The ultimate goal of ProSub is to build the first Brazilian nuclear submarine (SN-BR), to be named Álvaro Alberto (SN-10). In 2018 it was projected that it would displace six thousand tons on the surface and 6,500 tons submerged, with a range of fifteen thousand miles and no fuel restrictions on its endurance, being able to navigate for as long as its crew can sustain it. The maximum submerged speed, exceeding nineteen knots, does not surpass that of conventional submarines, but it can be maintained over long distances, while the batteries of diesel-electric submarines are consumed in a few hours at top speed. The hull is an enlarged version of the Riachuelo class, with a length exceeding 100 meters, compared to 71.6 meters in the conventional version. Armament would still be conventional; Brazil intends to be the only country not to complement nuclear propulsion with nuclear weapons.

The reactor to be used in the SN-BR and its nuclear fuel will be supplied by the Navy's Nuclear Program. Its success would place Brazil among the select group of countries that operate nuclear submarines–the five permanent members of the United Nations Security Council, plus India. Cuts to the military budget and a redirection of foreign and defense policies froze the project in the 1990s, but it would be resumed with vigor in the following decade, culminating in the 2008 National Defense Strategy, which transformed the nuclear submarine into a national priority.
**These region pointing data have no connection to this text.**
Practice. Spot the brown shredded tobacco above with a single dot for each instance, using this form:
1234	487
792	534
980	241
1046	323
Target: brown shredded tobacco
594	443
ProSub is the largest of the Navy's construction programs and a priority for its leadership. Admiral Armando Vidigal noted in 2009 that "the Navy has turned the nuclear submarine into a symbol, and whoever opposes this symbol will encounter serious opposition within the Navy". He himself feared that investments in submarines would come at the expense of other naval platforms. At best, it would induce the renewal of the entire fleet through complementary acquisitions; at worst, it would build "islands of advanced technology in an ocean of obsolete and ineffectual equipment". The 2014 economic crisis delayed the deadlines, but the program survived. In 2024, commissioning of the SN-BR was projected for 2037.